Alfonso Ussía
Ceremonias de plástico
«La madre quería casarla,/ la hija quería un marqués,/ el marqués quería dinero,/¡ Y están contentos los tres!». Síntesis de la vida moderna, más plastificada que una tarjeta de crédito. Leo que una considerable proporción de las parejas que se casan por la Iglesia no son creyentes ni practicantes. Es decir, que no tienen ni idea del paso que dan cuando firman su compromiso. Con lo sencillo que resulta, hoy en día, casarse por lo civil. Y lo mismo sucede con las Primeras Comuniones. El niño o la niña quieren hacer la Primera Comunión como sus amigos y compañeros de colegio, y los padres, activos miembros de plataformas anticristianas, lloriquean de emoción cuando sus hijos reciben la Sagrada Forma. Todo por el vestido, la fiesta y los regalos. ¿Se paga más, entre los pedorros famosuelos, una exclusiva con boda religiosa que con ceremonia civil? El triple. Después vienen las rupturas, las desavenencias, los líos judiciales, el Tribunal de La Rota y sobre todo, la amargura de los hijos, víctimas inocentes de la frivolidad imperante. Al menos, la cuarteta que abre este artículo sonríe ante el triunfo del interés, en un puzzle con final medianamente agradable. Todos contentos. Lo contrario que en la mayoría de los casos de ruptura.

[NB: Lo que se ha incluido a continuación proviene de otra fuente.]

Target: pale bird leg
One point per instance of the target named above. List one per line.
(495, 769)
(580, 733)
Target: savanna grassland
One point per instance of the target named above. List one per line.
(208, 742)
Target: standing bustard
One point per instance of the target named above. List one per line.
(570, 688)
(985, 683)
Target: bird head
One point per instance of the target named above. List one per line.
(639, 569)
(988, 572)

Los cristianos, en España con abrumadora mayoría de católicos, que se casan, saben perfectamente lo que significa «hasta que la muerte os separe». Acuden a la Iglesia con esa intención, si bien no siempre los aconteceres de la vida y la convivencia ayudan a su cumplimiento. Casarse no puede interpretarse como una diversión o una fuente de ingresos. Hay que sentirse muy seguro y muy enamorado para enfrentarse a la contundente y terrible frase de «hasta que la muerte os separe», más aún con las expectativas de vida que hoy prevalecen sobre las probabilidades de muerte en la juventud de pocos decenios atrás. No obstante, cuando un matrimonio va superando sus problemas, la comprensión triunfa y el perdón se habitúa a compartir el hogar de una pareja, y llegan los hijos, y llegan los nietos, y se alcanzan los años habitados en compañía, gracias al amor, al cariño y a la buena educación, se miran las excentricidades con mayor benevolencia. Además del reconocimniento de la voluntariedad para contraer matrimonio «hasta que la muerte os separe», la estabilidad de una pareja se construye desde el amor a los que vienen detrás, el mutuo respeto y cariño, y la buena educación.
Leo que cada tres días se produce en España el secuestro de un hijo por parte de uno de sus progenitores –las voces de padre y madre no concuerdan con las actitudes egoístas, separadoras y violentas–. Muchos maltratos y, lo que es peor, horribles enfrentamientos con resultado de muerte, son consecuencias de la frivolidad de querer casarse «para ser como los demás», como si lo de los demás fuera envidiable. No son los únicos responsables, pero muchos famosos y famosillos que se casan por una exclusiva o por mantener su popularidad, tienen alguna culpa de cuanto sucede. Aunque parezca incomprensible, son ídolos de una sociedad inculta y manipulable que admira con más pasión a una telezorra y un telepolvo que a una persona de verdad. No quiero dar nombres, pero están escritos en la interpretación de todos los lectores.
Las bodas por la Iglesia son compromisos firmados por lo sagrado y muy duros de cumplir. No se trata de vestidos blancos, flores, regalos y bailes. Son otra cosa que muchos no quieren entender, quizá porque no se lo han enseñado. Los hijos, lo primero.